In speech recognition system, acoustic models play an important role in both training and decoding stages. Gaussian mixture model which mixes multiple Gauss models can simulate any distribution patterns theoretically [7]. Taking English phonemes as an example, a Gaussian mixture model corresponds to a phoneme classification, and then the probability of the phoneme classification corresponding to the current frame can be calculated. Hidden Markov model has variable state residence time and can effectively solve the time varying problem of speech signals. Therefore it has been a maintain acoustic modeling method.

2.2 Linguistic model

Phoneme sequences obtained by acoustic models can be converted into word sequences by means of pronunciation dictionaries, but normal word order cannot be guaranteed. In this case, a linguistic model is needed to filter out the most qualified sentences. Excellent language models can greatly improve the decoding speed and recognition accuracy [14]. The current widely applied statistical linguistic model include N-gram linguistic model and neural network based linguistic model [8].

The main research subject of this study is the deep neural network based acoustic model rather than linguistic model. Therefore N-gram linguistic model was used in the following experiment, and the model parameters remained unchanged in the experiment.

3 STRUCTURE OF DEEP NEURAL NETWORK

3.1 Feedforward Fully-Connected Deep Neural Network

Feedforward fully-connected deep neural network essentially is a multilayer perceptron of forward neural network structure which contains multiple hidden layers. Its structure is shown in Fig. 2. Feedforward fully-connected deep neural network has a hierarchical structure, including input layer, hidden layer and output layer. Nodes in the neighbourhood layers fully connect, and the nodes in the same layer are independent. If input characteristic g0 = N, then the formula of activation value of nodes in the hidden layer of feedforward fully-connected deep neural network [9] is as follows.

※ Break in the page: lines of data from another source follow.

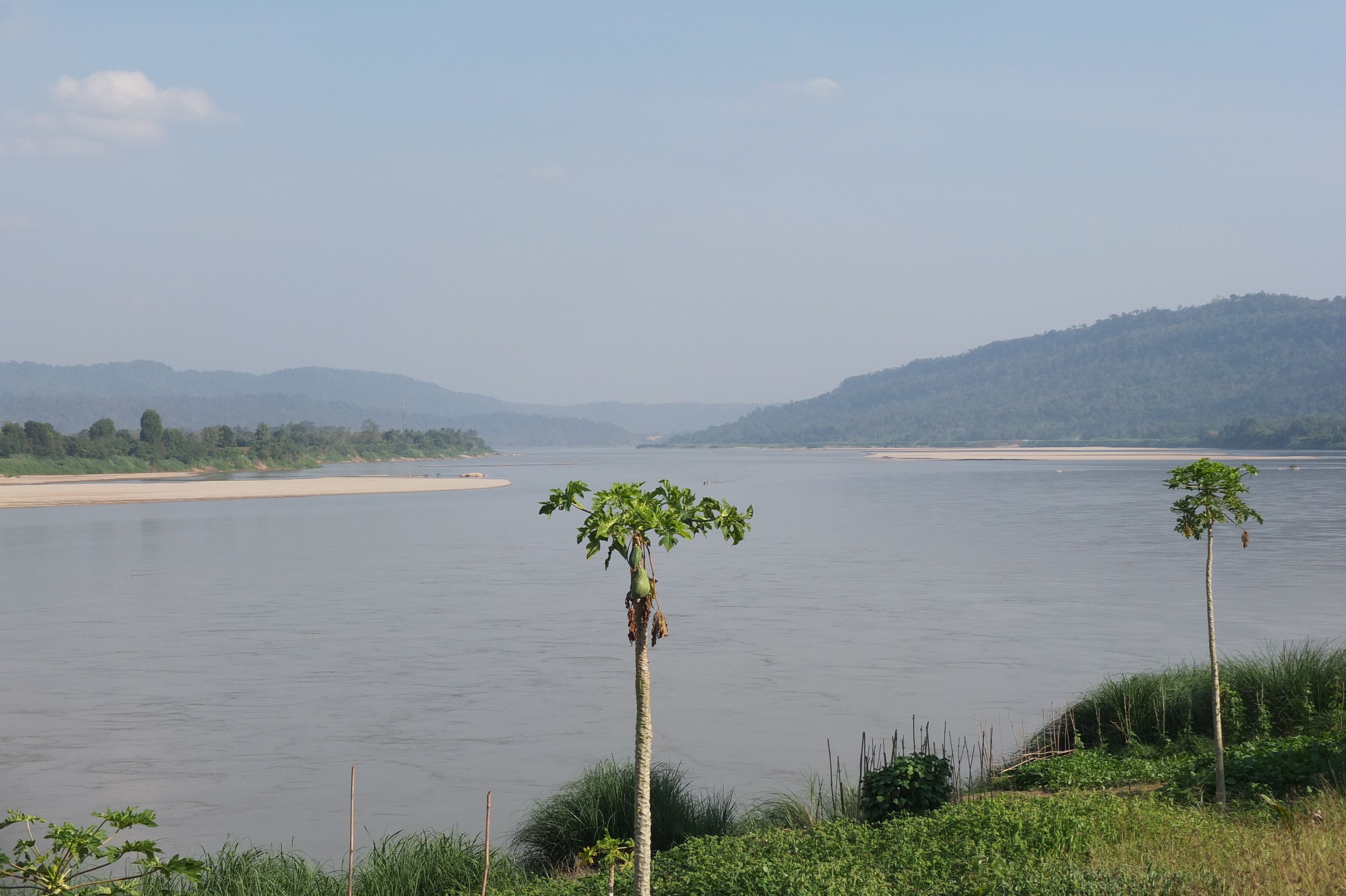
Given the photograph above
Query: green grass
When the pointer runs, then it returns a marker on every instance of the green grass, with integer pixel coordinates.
(602, 801)
(1072, 844)
(1281, 692)
(1094, 769)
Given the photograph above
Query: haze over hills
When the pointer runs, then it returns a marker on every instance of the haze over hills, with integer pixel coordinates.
(72, 398)
(1147, 375)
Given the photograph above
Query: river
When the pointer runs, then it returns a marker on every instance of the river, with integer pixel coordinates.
(227, 663)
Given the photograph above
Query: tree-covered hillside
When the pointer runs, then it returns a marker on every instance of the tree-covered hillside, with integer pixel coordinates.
(1147, 375)
(38, 449)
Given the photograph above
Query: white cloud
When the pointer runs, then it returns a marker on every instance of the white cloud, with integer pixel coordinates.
(107, 108)
(17, 223)
(820, 88)
(131, 95)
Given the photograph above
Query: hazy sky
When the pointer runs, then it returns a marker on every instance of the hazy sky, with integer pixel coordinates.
(649, 202)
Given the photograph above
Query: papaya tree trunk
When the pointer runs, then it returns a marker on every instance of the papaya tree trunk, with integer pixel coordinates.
(1215, 668)
(644, 749)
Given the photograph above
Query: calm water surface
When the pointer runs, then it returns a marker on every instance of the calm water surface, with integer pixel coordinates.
(225, 663)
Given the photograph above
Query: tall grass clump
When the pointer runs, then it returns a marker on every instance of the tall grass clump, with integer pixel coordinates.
(236, 871)
(822, 802)
(1279, 692)
(602, 801)
(430, 864)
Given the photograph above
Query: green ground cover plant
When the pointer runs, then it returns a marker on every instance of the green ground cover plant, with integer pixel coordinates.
(1275, 768)
(1095, 769)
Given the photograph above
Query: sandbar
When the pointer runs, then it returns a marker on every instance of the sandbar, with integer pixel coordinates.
(67, 493)
(1014, 453)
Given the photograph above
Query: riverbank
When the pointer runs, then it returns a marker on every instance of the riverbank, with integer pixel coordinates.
(169, 488)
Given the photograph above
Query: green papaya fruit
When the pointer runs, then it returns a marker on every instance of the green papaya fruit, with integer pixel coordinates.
(640, 585)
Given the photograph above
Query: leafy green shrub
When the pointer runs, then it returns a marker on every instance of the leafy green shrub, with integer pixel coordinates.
(1094, 769)
(85, 858)
(1277, 768)
(602, 802)
(916, 784)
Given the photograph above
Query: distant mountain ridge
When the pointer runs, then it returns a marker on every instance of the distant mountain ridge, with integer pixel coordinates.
(65, 396)
(1147, 375)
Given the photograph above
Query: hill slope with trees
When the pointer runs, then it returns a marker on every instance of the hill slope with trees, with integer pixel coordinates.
(1157, 375)
(69, 396)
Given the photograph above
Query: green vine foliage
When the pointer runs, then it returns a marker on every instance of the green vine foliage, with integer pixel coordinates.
(84, 859)
(909, 785)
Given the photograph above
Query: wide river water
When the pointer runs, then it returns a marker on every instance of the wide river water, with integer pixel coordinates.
(227, 663)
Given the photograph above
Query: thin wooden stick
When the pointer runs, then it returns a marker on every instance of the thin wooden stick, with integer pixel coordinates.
(351, 856)
(487, 871)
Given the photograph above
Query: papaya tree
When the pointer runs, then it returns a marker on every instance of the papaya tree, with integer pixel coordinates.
(84, 859)
(1215, 500)
(629, 521)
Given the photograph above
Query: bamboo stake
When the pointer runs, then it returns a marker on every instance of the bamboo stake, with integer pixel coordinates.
(351, 856)
(487, 870)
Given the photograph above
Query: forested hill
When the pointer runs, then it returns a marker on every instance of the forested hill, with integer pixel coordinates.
(1147, 375)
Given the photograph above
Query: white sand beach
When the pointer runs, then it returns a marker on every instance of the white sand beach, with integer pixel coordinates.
(1014, 453)
(134, 489)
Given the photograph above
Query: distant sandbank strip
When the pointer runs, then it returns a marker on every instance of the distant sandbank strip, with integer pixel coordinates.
(1069, 454)
(59, 494)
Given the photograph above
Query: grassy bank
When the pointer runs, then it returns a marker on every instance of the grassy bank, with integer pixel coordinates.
(1072, 844)
(1121, 816)
(1281, 692)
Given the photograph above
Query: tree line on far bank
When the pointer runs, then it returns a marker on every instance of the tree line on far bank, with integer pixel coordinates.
(295, 445)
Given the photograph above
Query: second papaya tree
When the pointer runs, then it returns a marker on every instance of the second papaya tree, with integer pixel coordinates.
(1215, 498)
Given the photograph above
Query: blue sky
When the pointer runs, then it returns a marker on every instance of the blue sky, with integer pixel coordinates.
(649, 202)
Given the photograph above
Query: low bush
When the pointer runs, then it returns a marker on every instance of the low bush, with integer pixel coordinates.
(908, 785)
(602, 802)
(1095, 769)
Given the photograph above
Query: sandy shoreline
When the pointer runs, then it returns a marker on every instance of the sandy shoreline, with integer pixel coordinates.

$${{b}^{m}} = {{W}^{m}}{{g}^{{m - 1}}} + {{a}^{m}}\,\,\,\,(1 \leqslant m \leqslant M + 1),$$
((1))
$${{g}^{m}} = f({{b}^{m}})\,\,{\text{with}}\,\,g_{j}^{m} = \frac{1}{{1 + {{e}^{{ - b_{j}^{m}}}}}}\,\,\,\,(1 \leqslant m \leqslant M),$$
((2))

where N stands for the number of the hidden layer, W m and a m stand for the weight and bias vector of the m-th hidden layer, and f(·) stands for the nonlinear activation function signoid of nodes in the hidden layer.

Fig. 2.
figure 2

The structure of deep neural network.

The output layer of feedforward fully-connected deep neural network usually models the posterior probability of input characteristics using softmax function, and its formula is:

$${{y}_{s}} = g_{s}^{{M + 1}} = \Pr (s\left| N \right.) = {\text{softma}}{{{\text{x}}}_{{\text{s}}}}({{b}^{{M + 1}}}),$$
((3))

where ysstands for the s-th element in output vector y.

In Fig. 2, a result will be output from the output layer after extraction characteristics are input. Such a process is called forward propagation process. The output result needs to be compared with directive signal, in which corresponding optimization algorithm is needed. Stochastic gradient descent based error back propagation algorithm is the current commonly used optimization algorithm.

3.2 Time Delay Neural Network

Time delay neural network is used for speech recognition, and it evolves from error back propagation algorithm mentioned above. The basic structure of time delay neural network is shown in Fig. 3. The training and learning of feedforward fully-connected deep neural network starts from context, while time delay neural network starts from short context and then extends to a larger range according to the number of hidden layer. Therefore time delay neural network can reflect the relationship of context and time. Because of the relationship between structure transformation and input time, it is usually equivalent to the initial model of convolutional neural network. The general algorithm of time delay neural network [10] is:

Fig. 3.
figure 3

The structure of time delay neural network.

The output layer is:

$${{\sigma }_{j}} = ({{m}_{j}} - {{p}_{j}}){{p}_{j}}(1 - {{p}_{j}}),$$
((4))
$$\Delta {{M}_{{ju}}}(m + 1) = \eta {{\sigma }_{j}}{{p}_{u}} + \alpha \Delta {{M}_{{ju}}}(m).$$
((5))

The hidden layer is:

$${{\sigma }_{u}} = {{p}_{u}}(1 - {{p}_{u}})\sum\limits_j {{{M}_{{ju}}}{{\sigma }_{j}}} ,$$
((6))
$$\Delta {{M}_{{uk}}}(m + 1) = \eta \left( {\sum\limits_m {{{\sigma }_{u}}{{x}_{{k(1 + m)}}}} } \right) + \alpha \Delta {{M}_{{uk}}}(m),$$
((7))

where \({{p}_{j}}\) stands for the actual output of the j-th layer, \({{\delta }_{j}}\) stands for the correction of the j-th layer, \({{m}_{j}}\) stands for the input time of the j-th layer, \(\Delta {{M}_{{ju}}}\) stands for the difference between the j-th and u-th layers, and \(\eta \) and \(\alpha \) are coefficients.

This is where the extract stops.